Anna Golden: It’s a little of both. Sometimes I follow a child or group of children’s lead, sometimes an investigation builds collaboratively, and still other times it is teacher initiated. The reflective practice is so crucial- it is the way you process all of the things that you observe. And then it is through reflection that you decide or try to predict what will happen next.
Órla Kelly: Is it important to you, as an artist, that what you contribute and the role you play within the school setting is respected and is seen as core to the development of the child and not just an add on? (Is there much collaboration between you and your pedagogical colleagues?)
Anna Golden: Oh,that is the most important thing of all. If the role of the artist isn’t respected in the school, then what happens in the studio is just a separate thing that doesn’t add any new understandings or ideas to the community. I might as well just stay home. However, collaboration is the hardest thing to achieve because there is never enough time. I think the teachers who have really seen what a difference studio practice can make to the children’s learning are the most committed to figuring out the collaboration.
Órla Kelly: What is the most rewarding thing about being an Atelerista?
Anna Golden: Working in this way just suits me so well, bringing together everything I like- art, research, the energy of children. I enjoy the study and research that it takes to teach in this way. I get to engage in deep, passionate conversations with other teachers and with children. And I love the challenge of scaffolding all kinds of different ideas and all kinds of different media, crossing over the boundaries between disciplines.
Órla Kelly: Could you outline a recent favourite project that you carried out with children?
Anna Golden: I’ve been working with children in a couple different classrooms who are thinking about the unseen- what happens inside of a body or in a dream? Projects that touch on poetic thinking and metaphor capture me the most lately. I also really love to work with rough and tumble players in the studio. Right now a group of boys are looking at a Ninja story that is very popular right now, and comparing elements of it to other stories like Greek and Norse myths.
For visuals please visit:
atelierista-anna.blogspot.com
sabotatstonypointumbrellaproject.blogspot.com
Órla Kelly: Could you tell us a bit about the Friendly Sign Project? (I love this idea!)

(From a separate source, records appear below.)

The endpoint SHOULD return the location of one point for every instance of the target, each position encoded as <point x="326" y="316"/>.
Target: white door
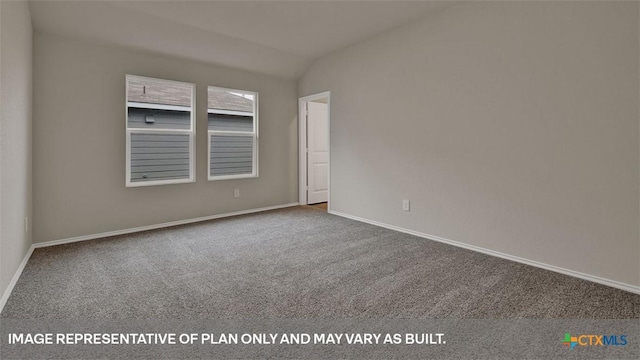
<point x="318" y="155"/>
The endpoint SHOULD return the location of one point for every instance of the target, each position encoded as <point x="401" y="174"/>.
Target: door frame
<point x="302" y="145"/>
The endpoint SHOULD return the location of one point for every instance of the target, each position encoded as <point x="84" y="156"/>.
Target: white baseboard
<point x="592" y="278"/>
<point x="16" y="276"/>
<point x="14" y="280"/>
<point x="157" y="226"/>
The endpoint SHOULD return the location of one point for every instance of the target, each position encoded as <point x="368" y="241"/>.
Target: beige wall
<point x="15" y="137"/>
<point x="512" y="126"/>
<point x="79" y="142"/>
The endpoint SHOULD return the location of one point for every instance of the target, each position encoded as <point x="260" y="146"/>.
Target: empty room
<point x="319" y="179"/>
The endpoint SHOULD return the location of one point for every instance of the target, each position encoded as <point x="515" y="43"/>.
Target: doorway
<point x="314" y="125"/>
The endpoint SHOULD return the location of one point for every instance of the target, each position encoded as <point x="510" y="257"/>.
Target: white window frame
<point x="191" y="132"/>
<point x="254" y="114"/>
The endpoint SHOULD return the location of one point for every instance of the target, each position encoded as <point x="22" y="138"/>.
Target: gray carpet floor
<point x="295" y="262"/>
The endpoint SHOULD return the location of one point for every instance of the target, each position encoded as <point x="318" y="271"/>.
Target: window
<point x="233" y="133"/>
<point x="160" y="132"/>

Anna Golden: Last school year there was a lot of construction around our school, and many, many orange no parking signs to keep areas clear for construction vehicles. The signs really bothered me, so one day I told a group of four year old children about that, and asked them if they could think of any ideas for some friendlier signs we could put up. Their ideas were so wonderful it made me wish we could put them up all over the city. I’m working on the project again with a couple of groups at Sabot, and now some other children and teachers have taken up the challenge to try making friendly signs at their schools. It’s so exciting!